In honor of British Literature month I added The Bronte Myth to November’s reading list. From the very beginning I was intrigued about this book; Much like how the Bronte sisters themselves invited an aura of intrigue from the moment they emerged on the literary scene. When they first began writing they, like any other authors out there, wanted desperately to be taken seriously. In an era where women couldn’t so much as travel alone the three sisters took on androgynous pseudonyms to in an attempt to hide their gender. Only these pseudonyms attracted too much attention once the sisters started to publish. The more they tried to hide their identities the more reviewers, critics, and the general public started to speculate on who they really were, not as authors, but as members of their society. Following the speculation came accusations and wild rumors -created to fill in the gaps of each sister’s true personality. Lucasta Miller attempts to unravel the mystery and kill the myths that surrounds the Bronte women. While Miller does an extremely thorough job I found the reading to be both dense and dry as a result.

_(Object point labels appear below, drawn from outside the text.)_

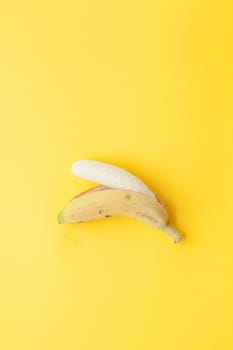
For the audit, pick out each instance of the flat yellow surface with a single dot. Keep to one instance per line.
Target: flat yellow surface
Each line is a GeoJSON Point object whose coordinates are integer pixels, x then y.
{"type": "Point", "coordinates": [146, 85]}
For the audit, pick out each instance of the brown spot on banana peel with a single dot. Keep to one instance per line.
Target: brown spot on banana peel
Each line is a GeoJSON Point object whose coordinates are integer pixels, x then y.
{"type": "Point", "coordinates": [113, 202]}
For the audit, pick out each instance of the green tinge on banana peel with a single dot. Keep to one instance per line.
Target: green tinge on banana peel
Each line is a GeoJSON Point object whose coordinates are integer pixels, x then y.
{"type": "Point", "coordinates": [103, 202]}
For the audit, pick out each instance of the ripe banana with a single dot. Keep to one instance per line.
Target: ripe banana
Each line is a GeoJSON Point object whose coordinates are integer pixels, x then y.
{"type": "Point", "coordinates": [122, 194]}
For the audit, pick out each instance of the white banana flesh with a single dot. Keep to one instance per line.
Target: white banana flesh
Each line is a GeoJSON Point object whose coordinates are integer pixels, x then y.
{"type": "Point", "coordinates": [109, 175]}
{"type": "Point", "coordinates": [133, 199]}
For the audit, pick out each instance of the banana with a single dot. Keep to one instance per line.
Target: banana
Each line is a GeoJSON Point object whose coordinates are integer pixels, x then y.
{"type": "Point", "coordinates": [121, 194]}
{"type": "Point", "coordinates": [109, 175]}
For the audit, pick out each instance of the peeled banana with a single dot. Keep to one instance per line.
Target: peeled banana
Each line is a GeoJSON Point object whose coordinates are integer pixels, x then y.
{"type": "Point", "coordinates": [121, 194]}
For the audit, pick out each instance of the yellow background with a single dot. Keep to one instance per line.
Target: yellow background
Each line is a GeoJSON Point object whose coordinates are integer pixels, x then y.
{"type": "Point", "coordinates": [146, 85]}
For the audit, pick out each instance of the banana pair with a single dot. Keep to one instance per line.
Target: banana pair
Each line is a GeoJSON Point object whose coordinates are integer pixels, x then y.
{"type": "Point", "coordinates": [120, 194]}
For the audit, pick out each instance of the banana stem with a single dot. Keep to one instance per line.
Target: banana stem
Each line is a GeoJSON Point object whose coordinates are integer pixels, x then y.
{"type": "Point", "coordinates": [173, 233]}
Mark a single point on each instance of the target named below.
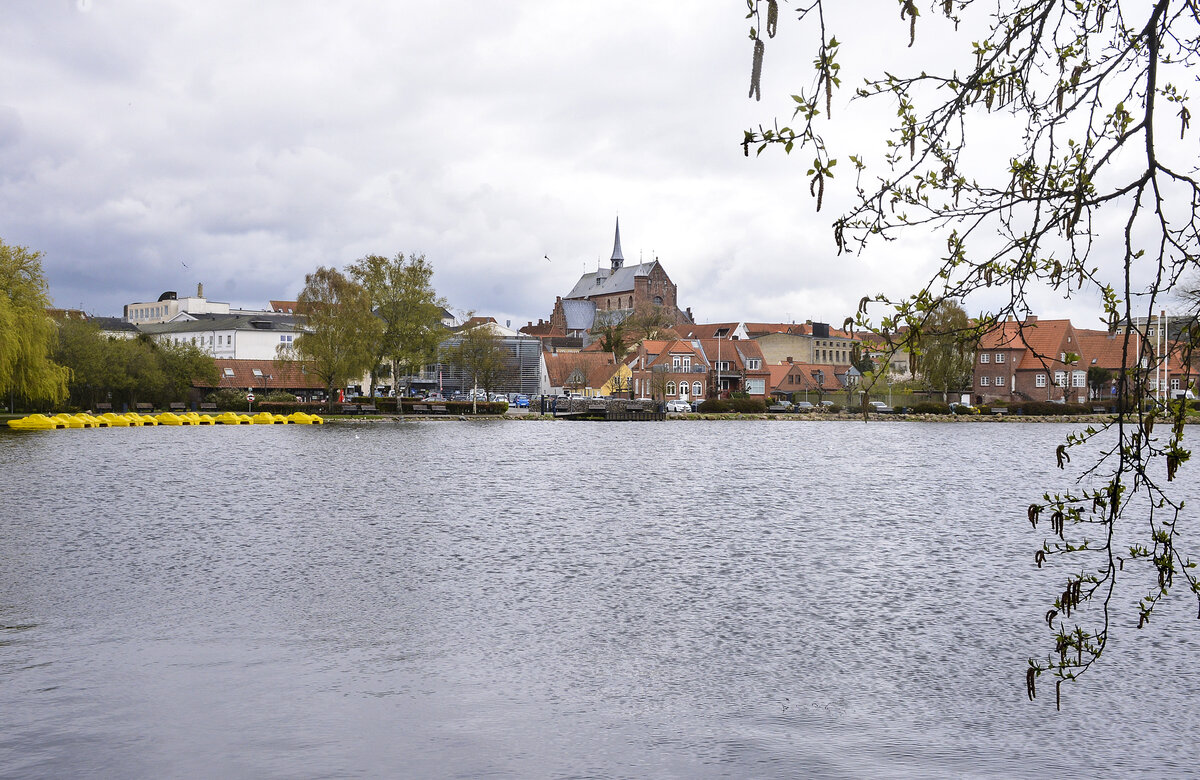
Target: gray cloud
(256, 142)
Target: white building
(168, 306)
(238, 336)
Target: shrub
(229, 400)
(288, 407)
(1048, 408)
(749, 406)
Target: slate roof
(1103, 349)
(580, 315)
(597, 366)
(114, 324)
(706, 330)
(619, 281)
(222, 322)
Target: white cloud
(255, 142)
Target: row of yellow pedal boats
(112, 420)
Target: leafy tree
(401, 292)
(651, 321)
(129, 369)
(477, 351)
(947, 349)
(1087, 187)
(28, 335)
(337, 343)
(613, 336)
(1098, 379)
(183, 366)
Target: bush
(1047, 408)
(288, 407)
(229, 400)
(748, 406)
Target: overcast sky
(148, 147)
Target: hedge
(929, 407)
(1048, 408)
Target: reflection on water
(501, 599)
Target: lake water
(556, 600)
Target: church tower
(618, 259)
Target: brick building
(609, 295)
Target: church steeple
(618, 259)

Passage that made me think: “…Gaskell’s belief that though Currer Bell might be morbid, Miss Bronte was the soul of feminine delicacy” (p 59).

BookLust Twist: From More Book Lust in the chapter, “Literary Lives: the Brits” (p 146).

ps~ sorry about the huge-ness of the pic. It’s just such a beautiful cover that I couldn’t bear to shrink it!

Best American Essays

Oates, Joyce Carol, ed. The Best American Essays of the Century. Boston: Houghton Mifflin, 2000.

As bloggers we cannot help but be reminded that November is National Novel Writing Month. It’s as if there a reminding hope that writing these one-three paragraph diatribes could somehow be transformed into something as concrete, or as interesting, as a full blown novel. I squirm with discomfort every time someone says I should write a book. While my stories are interesting…to a point, I don’t see a need to make them more than what they are: tiny bubbles of thought designed to pop (and ultimately, hopefully) go away when released.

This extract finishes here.